Upcoming changes to Who's On First administrative data This is a blog post by thisisaaronland that was published on May 09, 2019 and tagged whosonfirst, wof and github
There are some pretty substantial changes coming to the way we will publish administrative data in Who’s On First (WOF) and from the perspective of people not actively working on WOF they will be coming fast, like next week.
Administrative data means everything in the whosonfirst-data repository, or everything ranging from continents (and empires) to neighbourhoods (and microhoods). Historically we have included all of these things in a single comprehensive repository spanning the planet and that approach has had a lot of benefits. It also means that over time and as we’ve improved the data and added records for missing places the repository has gotten… well, pretty big.
So big that the Git history file is now larger than the sum total of the data which is already pretty big (and which grew substantially after we finished importing 4M localities from Geonames). The history file is also impossibly big because of some unfortunate decisions we made to include overly-large “meta” files with the raw data in the past.

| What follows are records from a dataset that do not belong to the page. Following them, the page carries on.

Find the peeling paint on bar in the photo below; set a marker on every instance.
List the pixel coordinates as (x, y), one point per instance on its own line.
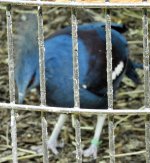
(146, 82)
(74, 111)
(42, 83)
(11, 83)
(110, 86)
(76, 4)
(76, 118)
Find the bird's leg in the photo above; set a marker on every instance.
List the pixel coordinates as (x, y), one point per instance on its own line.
(92, 150)
(53, 140)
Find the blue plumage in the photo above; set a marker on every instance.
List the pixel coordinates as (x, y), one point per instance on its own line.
(59, 68)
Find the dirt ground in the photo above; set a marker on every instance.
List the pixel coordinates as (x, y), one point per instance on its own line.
(129, 131)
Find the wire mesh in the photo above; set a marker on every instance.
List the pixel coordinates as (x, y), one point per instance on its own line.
(76, 110)
(42, 82)
(11, 83)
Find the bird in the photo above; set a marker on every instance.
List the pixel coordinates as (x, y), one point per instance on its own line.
(59, 70)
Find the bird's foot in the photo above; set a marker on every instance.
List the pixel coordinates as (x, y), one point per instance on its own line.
(53, 145)
(91, 151)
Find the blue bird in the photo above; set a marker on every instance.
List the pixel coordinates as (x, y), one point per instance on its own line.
(59, 69)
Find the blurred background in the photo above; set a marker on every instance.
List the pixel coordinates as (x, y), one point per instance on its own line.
(129, 131)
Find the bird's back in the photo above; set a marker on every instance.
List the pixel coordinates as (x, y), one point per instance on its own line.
(92, 66)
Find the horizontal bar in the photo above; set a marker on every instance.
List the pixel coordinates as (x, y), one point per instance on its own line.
(74, 110)
(76, 4)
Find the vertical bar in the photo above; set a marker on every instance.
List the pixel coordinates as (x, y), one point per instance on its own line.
(76, 84)
(42, 83)
(146, 82)
(11, 82)
(110, 86)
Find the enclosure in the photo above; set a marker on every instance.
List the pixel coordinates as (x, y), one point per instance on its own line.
(125, 137)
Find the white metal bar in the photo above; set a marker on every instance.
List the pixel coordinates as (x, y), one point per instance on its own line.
(146, 82)
(11, 83)
(42, 83)
(76, 118)
(76, 4)
(110, 86)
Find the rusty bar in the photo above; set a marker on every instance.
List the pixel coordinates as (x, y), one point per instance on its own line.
(42, 83)
(110, 86)
(11, 83)
(76, 4)
(74, 111)
(76, 118)
(146, 82)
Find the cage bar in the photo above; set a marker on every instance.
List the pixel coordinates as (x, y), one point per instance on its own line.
(77, 4)
(76, 118)
(11, 83)
(74, 111)
(110, 86)
(42, 83)
(146, 82)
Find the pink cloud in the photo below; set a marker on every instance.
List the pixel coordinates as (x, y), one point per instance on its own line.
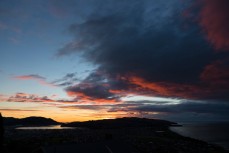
(40, 79)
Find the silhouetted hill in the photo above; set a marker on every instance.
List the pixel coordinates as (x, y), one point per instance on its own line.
(121, 123)
(29, 121)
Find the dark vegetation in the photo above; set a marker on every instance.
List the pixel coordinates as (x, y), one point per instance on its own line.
(142, 135)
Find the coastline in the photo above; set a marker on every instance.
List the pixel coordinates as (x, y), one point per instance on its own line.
(200, 131)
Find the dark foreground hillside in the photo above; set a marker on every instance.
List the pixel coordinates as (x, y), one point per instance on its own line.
(132, 135)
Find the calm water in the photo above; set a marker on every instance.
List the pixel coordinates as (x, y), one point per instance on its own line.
(51, 127)
(215, 133)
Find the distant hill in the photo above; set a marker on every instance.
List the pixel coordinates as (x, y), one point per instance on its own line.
(28, 121)
(120, 123)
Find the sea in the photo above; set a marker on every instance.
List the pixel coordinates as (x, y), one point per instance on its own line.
(213, 133)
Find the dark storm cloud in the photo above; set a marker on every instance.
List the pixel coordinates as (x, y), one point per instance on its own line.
(67, 80)
(141, 46)
(127, 42)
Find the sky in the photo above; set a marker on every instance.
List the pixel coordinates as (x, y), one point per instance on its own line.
(81, 60)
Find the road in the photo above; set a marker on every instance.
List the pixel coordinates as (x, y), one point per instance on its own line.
(99, 147)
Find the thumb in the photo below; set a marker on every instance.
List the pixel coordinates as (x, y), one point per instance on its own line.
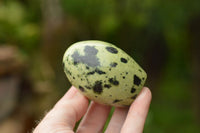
(67, 111)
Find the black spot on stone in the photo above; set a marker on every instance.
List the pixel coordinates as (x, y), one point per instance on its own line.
(113, 64)
(113, 81)
(91, 73)
(87, 87)
(134, 97)
(99, 71)
(124, 60)
(87, 67)
(116, 100)
(89, 58)
(97, 88)
(112, 50)
(96, 71)
(133, 90)
(81, 88)
(107, 86)
(137, 80)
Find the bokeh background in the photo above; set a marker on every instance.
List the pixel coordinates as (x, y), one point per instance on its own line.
(162, 36)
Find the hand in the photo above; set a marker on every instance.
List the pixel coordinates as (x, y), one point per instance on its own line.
(73, 105)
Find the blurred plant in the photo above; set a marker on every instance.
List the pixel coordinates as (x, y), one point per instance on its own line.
(15, 28)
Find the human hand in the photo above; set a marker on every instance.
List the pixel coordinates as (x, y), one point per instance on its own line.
(73, 105)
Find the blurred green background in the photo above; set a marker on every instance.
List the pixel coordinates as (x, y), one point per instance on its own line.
(162, 36)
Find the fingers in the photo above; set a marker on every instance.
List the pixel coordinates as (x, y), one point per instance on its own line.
(68, 110)
(95, 118)
(136, 117)
(117, 120)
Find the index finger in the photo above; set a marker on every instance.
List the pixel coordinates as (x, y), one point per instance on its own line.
(137, 114)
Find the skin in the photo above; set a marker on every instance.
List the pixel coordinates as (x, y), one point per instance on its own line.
(73, 106)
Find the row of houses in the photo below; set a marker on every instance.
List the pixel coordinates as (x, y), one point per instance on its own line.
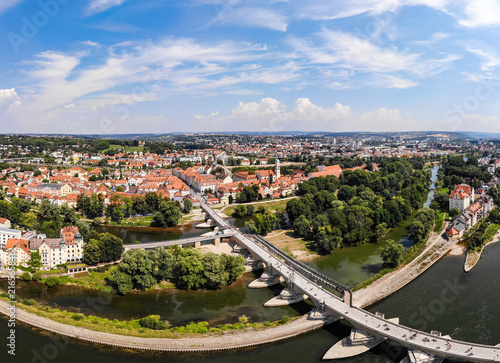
(470, 216)
(53, 251)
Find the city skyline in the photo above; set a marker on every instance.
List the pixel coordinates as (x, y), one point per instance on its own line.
(118, 66)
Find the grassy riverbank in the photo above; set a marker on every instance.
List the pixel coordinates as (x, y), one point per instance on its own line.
(133, 327)
(278, 205)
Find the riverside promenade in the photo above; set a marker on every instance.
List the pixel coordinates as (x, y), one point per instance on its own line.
(206, 342)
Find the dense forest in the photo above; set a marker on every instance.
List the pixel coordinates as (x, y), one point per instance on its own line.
(186, 268)
(360, 206)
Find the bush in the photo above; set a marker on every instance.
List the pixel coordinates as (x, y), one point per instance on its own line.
(77, 317)
(26, 276)
(52, 281)
(153, 322)
(37, 276)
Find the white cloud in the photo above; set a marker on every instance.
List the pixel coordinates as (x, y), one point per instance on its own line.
(9, 100)
(271, 115)
(383, 119)
(319, 9)
(98, 6)
(481, 13)
(491, 60)
(6, 4)
(435, 38)
(253, 17)
(348, 51)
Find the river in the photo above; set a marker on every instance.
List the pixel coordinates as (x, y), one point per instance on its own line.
(466, 310)
(471, 316)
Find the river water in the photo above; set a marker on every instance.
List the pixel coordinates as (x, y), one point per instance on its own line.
(444, 298)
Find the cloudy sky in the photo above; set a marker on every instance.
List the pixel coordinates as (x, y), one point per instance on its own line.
(158, 66)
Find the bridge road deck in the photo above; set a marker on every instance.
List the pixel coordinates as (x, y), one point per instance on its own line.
(411, 338)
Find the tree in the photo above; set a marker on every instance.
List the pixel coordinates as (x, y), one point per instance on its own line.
(29, 220)
(165, 262)
(92, 252)
(187, 204)
(111, 247)
(240, 211)
(302, 227)
(26, 276)
(69, 214)
(140, 268)
(213, 271)
(189, 271)
(83, 228)
(52, 281)
(120, 281)
(51, 228)
(392, 253)
(263, 223)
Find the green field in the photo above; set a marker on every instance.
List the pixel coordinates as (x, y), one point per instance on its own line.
(129, 149)
(277, 205)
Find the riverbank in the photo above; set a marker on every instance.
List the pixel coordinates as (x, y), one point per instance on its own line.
(473, 257)
(436, 247)
(214, 342)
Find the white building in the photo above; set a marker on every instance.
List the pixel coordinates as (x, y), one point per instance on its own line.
(6, 234)
(462, 197)
(4, 223)
(15, 253)
(57, 251)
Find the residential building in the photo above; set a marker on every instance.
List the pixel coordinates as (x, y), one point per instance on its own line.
(6, 234)
(461, 197)
(4, 223)
(16, 252)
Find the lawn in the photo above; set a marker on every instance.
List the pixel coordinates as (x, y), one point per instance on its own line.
(277, 205)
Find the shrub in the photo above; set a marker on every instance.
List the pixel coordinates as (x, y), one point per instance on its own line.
(37, 276)
(77, 317)
(52, 281)
(153, 322)
(26, 276)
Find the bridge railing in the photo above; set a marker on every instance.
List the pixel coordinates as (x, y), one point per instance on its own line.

You might say that the whosonfirst-data
repository was “comically big” if it
weren’t for the fact that it’s also become impractically big both for
individuals working with WOF data and especially for GitHub who host the
data. Almost any Git operation takes forever on a local machine and probably
sets off alarms on the GitHub servers.
Earlier this year WOF and people who had forked the original whosonfirst-data
repository received notices from GitHub saying that the repo (and its forks) were
way too big and were placing an undue burden on their infrastructure. Oh,
and would everyone please delete their copies of the repository.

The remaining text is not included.